Our children have recently had their first experience with death. Really, their first major experience with God saying a resounding NO to their prayers and pleadings. They don’t understand why God would let Mama T. die if we all prayed so hard that she would keep on living. Every other time she was sick, we poured out our hearts and prayed and prayed and God healed her. Why didn’t He do that this time? I’ve heard a lot of “Why” questions.
In the moments after telling them that Mama T. had died, their questions and cries came at me fast. Honestly, I didn’t know how to answer all the questions. Why would God heal someone a few months ago and not now? I mean, I know all the “right” answers — He’s God and He knows best; His timing is always perfect; He knows and understands things our minds cannot understand. But when your heart is raw and aching, those answers just aren’t much of a balm. My spirit groaned within me for an answer, something to say to the barrage of questions. And then I heard myself say, “I don’t know. I don’t know why Mama T. died. I don’t know why God said NO to our prayers this time. But I do know that Jesus is crying with us. He gets sad when people die too.” Then I told my children the story of when Lazarus died.
John 11:33-35: Therefore, when Jesus saw her [Mary] weeping, and the Jews who came with her weeping, He groaned in the spirit and was troubled. And He said, “Where have you laid him?”
They said to Him, “Lord, come and see.” Jesus wept.
I told my children that Jesus is troubled when He sees our sorrows. When we cry, He has compassion on us and He groans and weeps with us.
I said other things as well, but I don’t know if any of those other thoughts brought me as much comfort as this one. This image of Jesus weeping beside Mary. I wonder if He hugged her and wiped her tears as He cried with her — like I did with my daughter this morning.
In moments when people die or our dreams die or our ideas of how life would be die, our Jesus comes to us and cries with us. His spirit groans, and He weeps with us. I may run to Him and accuse Him or question Him, like Mary did — “Lord, if You had been here, my brother would not have died.” But, as my friend Vickie reminds me, even my accusation and question affirms my faith in His power, in His being sovereign. And that is a form of worship. A lament. King David worshipped God with lamentations. Job did too. Jeremiah did, and his pouring out his sorrows to the Lord are even called the book of Lamentations in the Bible.

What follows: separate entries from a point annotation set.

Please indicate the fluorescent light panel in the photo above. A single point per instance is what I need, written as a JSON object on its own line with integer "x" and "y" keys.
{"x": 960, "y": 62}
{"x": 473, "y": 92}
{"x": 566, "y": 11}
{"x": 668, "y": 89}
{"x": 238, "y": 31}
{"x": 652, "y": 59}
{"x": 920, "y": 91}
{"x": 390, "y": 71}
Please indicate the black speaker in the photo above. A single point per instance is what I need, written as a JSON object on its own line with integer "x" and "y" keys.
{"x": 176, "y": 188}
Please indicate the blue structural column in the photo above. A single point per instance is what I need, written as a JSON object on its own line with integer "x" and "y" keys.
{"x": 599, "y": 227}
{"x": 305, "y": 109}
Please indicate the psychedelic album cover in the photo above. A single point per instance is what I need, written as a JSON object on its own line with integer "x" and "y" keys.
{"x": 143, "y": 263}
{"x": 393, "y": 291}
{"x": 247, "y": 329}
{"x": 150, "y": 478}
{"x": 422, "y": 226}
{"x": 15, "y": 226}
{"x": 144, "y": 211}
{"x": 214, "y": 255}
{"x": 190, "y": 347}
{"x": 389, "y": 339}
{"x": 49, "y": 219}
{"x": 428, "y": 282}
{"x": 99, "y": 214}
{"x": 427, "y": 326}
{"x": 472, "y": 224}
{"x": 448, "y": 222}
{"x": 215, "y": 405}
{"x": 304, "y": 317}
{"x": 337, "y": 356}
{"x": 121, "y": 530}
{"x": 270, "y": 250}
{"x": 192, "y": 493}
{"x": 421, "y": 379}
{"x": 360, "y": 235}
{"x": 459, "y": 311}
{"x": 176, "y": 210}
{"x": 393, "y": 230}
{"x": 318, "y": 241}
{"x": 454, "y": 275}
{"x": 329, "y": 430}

I want to be real. I want to come to God and worship Him in Truth. Sometimes that means I say things that don’t sound very church-y, that don’t sound neat and tidy and Christian. Sometimes it means I am throwing a temper tantrum and telling Him how much I don’t understand His ways. Sometimes I even sound like Mary did, “If You wanted to, You could prevent this.” And then I just weep and my spirit groans, and I know His spirit groans with me. And there aren’t really any answers, and I don’t necessarily get the happy ending that Mary got (Lazarus was raised from the dead). At least, I don’t get the immediate happy ending; eventually, I will have the eternally happy ending. But I am comforted knowing that my Jesus is crying with me. And because I know His love for me, my spirit cries out as Job’s did — “yet will I praise Him.”